Reading Homer’s epic poem, one can imagine Odysseus, the cunning hero of the Trojan war, surviving for days at sea without food and water while clinging onto bits of wreckage from his ship. But to read the story of Ms. Al-Zamel, a petite ninety pound woman who could not swim but survived at sea for four days with nothing but a children’s swimming pool inner tube while holding on to two infants and keeping them alive, is almost beyond belief. Perhaps we need mythology to help us to understand and process exceptionally difficult life circumstances such as those experienced by Ms. Al-Zamel an by thousands of refugees who have made this same journey.
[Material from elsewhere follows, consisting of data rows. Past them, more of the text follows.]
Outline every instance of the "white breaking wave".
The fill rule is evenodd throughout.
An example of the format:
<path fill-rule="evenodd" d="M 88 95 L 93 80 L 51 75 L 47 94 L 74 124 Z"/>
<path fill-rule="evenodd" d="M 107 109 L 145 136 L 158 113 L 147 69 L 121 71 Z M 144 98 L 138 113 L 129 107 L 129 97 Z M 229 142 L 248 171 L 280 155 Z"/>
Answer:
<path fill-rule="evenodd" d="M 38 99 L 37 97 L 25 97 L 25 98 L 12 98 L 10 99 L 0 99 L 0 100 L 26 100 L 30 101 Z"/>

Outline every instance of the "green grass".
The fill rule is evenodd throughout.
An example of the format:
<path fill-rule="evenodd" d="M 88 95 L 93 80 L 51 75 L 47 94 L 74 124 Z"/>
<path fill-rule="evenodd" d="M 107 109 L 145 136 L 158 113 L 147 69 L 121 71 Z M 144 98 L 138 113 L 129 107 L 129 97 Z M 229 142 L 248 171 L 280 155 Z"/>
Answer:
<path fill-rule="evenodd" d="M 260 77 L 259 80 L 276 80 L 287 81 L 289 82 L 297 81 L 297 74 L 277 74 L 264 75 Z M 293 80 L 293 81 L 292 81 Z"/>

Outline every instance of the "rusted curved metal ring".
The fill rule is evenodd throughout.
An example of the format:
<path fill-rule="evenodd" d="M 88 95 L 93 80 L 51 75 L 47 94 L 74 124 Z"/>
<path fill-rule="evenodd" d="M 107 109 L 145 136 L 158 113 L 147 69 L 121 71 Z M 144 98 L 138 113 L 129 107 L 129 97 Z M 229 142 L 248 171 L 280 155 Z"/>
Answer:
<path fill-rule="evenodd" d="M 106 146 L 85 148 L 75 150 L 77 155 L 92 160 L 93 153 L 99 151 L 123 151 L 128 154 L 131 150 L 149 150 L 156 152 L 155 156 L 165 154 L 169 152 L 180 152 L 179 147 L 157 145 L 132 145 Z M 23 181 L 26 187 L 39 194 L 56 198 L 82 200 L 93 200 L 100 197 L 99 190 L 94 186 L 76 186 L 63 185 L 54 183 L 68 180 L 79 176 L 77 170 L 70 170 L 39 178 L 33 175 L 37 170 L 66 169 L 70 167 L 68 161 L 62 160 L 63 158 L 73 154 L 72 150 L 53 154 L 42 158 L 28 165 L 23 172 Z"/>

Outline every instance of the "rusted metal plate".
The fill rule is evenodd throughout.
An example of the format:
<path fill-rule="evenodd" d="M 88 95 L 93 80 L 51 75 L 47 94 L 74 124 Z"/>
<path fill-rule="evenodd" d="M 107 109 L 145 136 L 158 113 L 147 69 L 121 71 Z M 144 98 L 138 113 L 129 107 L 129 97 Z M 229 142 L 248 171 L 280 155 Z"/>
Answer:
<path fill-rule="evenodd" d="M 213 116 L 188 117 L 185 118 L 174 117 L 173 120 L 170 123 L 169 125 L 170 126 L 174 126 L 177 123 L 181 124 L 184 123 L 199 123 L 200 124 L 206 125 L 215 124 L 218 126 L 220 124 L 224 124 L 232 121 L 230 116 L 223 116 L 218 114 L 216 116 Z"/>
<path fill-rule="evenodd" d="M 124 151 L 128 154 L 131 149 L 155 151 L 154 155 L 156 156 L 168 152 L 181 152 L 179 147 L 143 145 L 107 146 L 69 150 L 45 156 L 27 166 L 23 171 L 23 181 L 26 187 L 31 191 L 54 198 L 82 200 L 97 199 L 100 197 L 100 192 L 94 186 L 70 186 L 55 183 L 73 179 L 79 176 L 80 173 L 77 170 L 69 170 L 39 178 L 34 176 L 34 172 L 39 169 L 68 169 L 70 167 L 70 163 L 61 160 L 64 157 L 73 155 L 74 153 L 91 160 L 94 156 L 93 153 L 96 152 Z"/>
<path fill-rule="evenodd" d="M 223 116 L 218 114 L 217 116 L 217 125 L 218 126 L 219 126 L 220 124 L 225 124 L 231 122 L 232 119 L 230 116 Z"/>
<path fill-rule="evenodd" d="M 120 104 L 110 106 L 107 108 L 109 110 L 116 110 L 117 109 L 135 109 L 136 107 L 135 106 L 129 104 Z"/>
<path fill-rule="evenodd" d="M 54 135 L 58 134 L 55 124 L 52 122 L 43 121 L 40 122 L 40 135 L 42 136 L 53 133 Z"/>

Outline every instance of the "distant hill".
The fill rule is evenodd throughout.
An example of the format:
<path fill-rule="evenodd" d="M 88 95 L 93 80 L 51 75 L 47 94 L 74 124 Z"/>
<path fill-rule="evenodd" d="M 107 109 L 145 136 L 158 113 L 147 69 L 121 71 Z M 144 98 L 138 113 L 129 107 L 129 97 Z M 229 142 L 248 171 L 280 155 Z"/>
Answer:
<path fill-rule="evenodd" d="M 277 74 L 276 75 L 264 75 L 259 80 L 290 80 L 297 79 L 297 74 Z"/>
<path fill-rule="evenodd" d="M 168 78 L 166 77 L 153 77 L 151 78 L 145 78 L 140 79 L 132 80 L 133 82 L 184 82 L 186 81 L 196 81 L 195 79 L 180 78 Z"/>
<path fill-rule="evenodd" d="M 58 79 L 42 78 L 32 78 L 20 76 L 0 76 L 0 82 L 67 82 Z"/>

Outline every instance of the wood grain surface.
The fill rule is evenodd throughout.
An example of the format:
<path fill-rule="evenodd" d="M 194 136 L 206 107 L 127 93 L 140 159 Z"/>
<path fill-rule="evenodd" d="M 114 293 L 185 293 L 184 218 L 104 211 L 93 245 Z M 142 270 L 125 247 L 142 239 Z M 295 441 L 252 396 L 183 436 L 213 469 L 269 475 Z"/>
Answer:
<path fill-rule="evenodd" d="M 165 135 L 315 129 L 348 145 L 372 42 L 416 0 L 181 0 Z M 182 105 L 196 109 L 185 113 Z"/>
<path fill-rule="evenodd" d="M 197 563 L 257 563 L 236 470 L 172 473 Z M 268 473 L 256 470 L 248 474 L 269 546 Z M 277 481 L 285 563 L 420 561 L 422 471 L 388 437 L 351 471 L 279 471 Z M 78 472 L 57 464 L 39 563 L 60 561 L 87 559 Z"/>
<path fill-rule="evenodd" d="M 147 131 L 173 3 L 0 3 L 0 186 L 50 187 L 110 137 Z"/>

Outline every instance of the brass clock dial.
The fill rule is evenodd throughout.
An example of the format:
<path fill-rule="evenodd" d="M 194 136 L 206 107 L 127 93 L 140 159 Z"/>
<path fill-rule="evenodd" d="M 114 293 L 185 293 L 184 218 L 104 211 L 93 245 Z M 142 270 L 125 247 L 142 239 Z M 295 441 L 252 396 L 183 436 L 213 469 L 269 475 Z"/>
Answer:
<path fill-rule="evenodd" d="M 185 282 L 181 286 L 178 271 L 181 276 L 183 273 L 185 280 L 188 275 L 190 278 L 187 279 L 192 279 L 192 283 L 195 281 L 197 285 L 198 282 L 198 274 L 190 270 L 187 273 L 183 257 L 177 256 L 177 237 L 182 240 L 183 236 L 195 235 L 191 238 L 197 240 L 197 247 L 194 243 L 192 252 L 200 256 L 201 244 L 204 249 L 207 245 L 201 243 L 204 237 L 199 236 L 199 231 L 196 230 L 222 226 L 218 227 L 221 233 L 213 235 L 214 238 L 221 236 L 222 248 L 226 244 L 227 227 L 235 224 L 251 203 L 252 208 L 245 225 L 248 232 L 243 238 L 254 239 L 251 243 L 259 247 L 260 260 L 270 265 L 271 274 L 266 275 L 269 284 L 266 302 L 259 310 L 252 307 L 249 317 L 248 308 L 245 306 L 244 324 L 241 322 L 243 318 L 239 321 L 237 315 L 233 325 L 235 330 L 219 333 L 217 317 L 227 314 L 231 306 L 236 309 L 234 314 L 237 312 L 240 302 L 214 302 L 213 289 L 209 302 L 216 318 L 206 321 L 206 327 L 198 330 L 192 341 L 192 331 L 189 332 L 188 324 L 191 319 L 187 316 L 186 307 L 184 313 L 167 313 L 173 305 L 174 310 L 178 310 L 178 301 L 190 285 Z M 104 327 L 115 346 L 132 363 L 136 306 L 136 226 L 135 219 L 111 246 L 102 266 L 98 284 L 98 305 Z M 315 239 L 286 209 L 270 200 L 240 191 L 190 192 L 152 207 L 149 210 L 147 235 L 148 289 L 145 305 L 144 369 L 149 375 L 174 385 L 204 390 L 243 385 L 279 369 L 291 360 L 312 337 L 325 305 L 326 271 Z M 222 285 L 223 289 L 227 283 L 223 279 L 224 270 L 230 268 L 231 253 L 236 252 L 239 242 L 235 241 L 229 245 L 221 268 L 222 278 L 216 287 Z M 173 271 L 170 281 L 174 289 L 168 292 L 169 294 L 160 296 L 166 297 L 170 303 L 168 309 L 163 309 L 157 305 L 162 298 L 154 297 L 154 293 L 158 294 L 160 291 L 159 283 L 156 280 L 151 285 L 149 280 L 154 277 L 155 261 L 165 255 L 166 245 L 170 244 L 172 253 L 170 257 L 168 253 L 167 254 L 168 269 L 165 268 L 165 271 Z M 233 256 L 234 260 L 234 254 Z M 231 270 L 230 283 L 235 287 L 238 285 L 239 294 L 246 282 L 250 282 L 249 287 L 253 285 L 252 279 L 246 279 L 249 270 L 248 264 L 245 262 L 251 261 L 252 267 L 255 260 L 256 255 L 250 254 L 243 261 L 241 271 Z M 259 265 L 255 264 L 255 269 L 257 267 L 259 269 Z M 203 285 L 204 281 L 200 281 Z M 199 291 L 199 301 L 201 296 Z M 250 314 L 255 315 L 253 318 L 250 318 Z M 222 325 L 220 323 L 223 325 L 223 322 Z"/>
This concerto is a meditation on these two stories. The clarinet plays the role of Odysseus/refugee and the orchestra the role of the sea and all the hurdles that stand in the way of home/refuge. The work begins with Odysseus/refugee confronting the sea from the shore departure. There is a struggle to simply get on a vessel and make it out to sea. This is followed by the sea journey itself, which is unstable and tense. Eventually the sea rages and the ship sinks. Odysseus/refugee are adrift on the sea, which has become an even darker and more dangerous place. While the general trajectory of the work up to this point, the trajectory of the finale is upwards. After much struggle there is an arrival to the ‘other shore’ where a sense of calm eventually pervades. However, this ‘other shore’ is not clearly defined. It could be a peaceful place of refuge or it could be an afterlife. It is up to the imagination of the listener to decide the fate of Odysseus/refugee. If I am attempting to make a point with this work it this; just as it requires the exercise of imagination to decide the fate of Odysseus/refugee in this work, it also requires imagination to craft just and humane policies that deal with the refugee crisis that is upon the world at this time. After all, it is imagination that holds the keys to both despair and hope.